With last week's passage of a 907-page pension reform bill, you may think you have more retirement security. Think again.
The new law does require companies to fully fund their "defined benefit" pension plans -- plans that guarantee retirees a certain fixed sum of money per month. That's a step in the right direction. But the law eliminates any incentive for companies to set up such plans in the first place.
In fact, incentives are now just the opposite. There's no requirement that companies offer defined benefit plans, or keep the ones they have in place. So now that they have to fully fund them, expect a stampede of companies following the lead of Hewlett-Packard, Verizon, Motorola, and IBM, and terminating their defined-pension plans altogether. If a company has contracted with its unionized employees to offer such a plan, expect them to follow the lead of several major airlines and threaten to, or in fact, go into bankruptcy to get out from under the contract.

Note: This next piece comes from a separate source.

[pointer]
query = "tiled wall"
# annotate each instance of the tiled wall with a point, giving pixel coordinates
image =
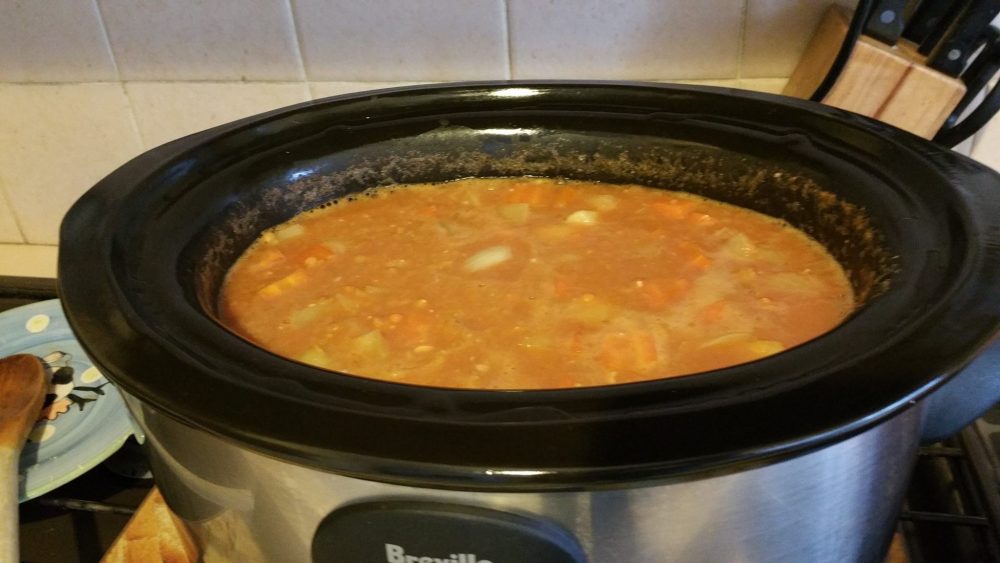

As recently as 25 years ago, more than 80 percent of large and medium-sized companies offered defined-benefit pensions. By 2005, fewer than a third did. What happened?
In an era of fiercely competitive cost-cutting, companies will do what's cheapest. And it's cheaper to switch to what are called "defined contribution" plans, like 401-Ks, where employees decide how much of their paychecks to put away. The incentive for employees to put away some of their paycheck is they don't have to pay taxes on what they save until they withdraw the money at retirement. But that incentive hasn't been enough. In recent years, one out of three employees with the option has not taken advantage of it.
The new law lets companies automatically enroll employees in such plans unless the employees specifically choose not to join. That's good. But the law doesn't require employers to provide any matching funds, not even a dollar for every three socked away by the employee. Given the same competitive pressures to cut costs that's been killing off defined-benefit plans, this means we can expect fewer and fewer employers to contribute anything.
I'm not blaming companies. They have to show profits by squeezing payrolls. Wall Street is demanding it. And I'm not blaming employees. Many can't afford to save. How could they? Adjusted for inflation, hourly wages today are lower than they were thirty years ago. I'm blaming Congress for failing to level the playing field and require all companies to do more.
Seventy-six million baby boomers are heading full speed toward retirement. But most are not saving. The new pension law won't get employers to save for them. And even if Social Security were rock solid, it's not nearly big enough to fill the resulting gap.
Notwithstanding 907 pages of new pension legislation, baby boomers are, as the president's father used to say, in deep doo-doo.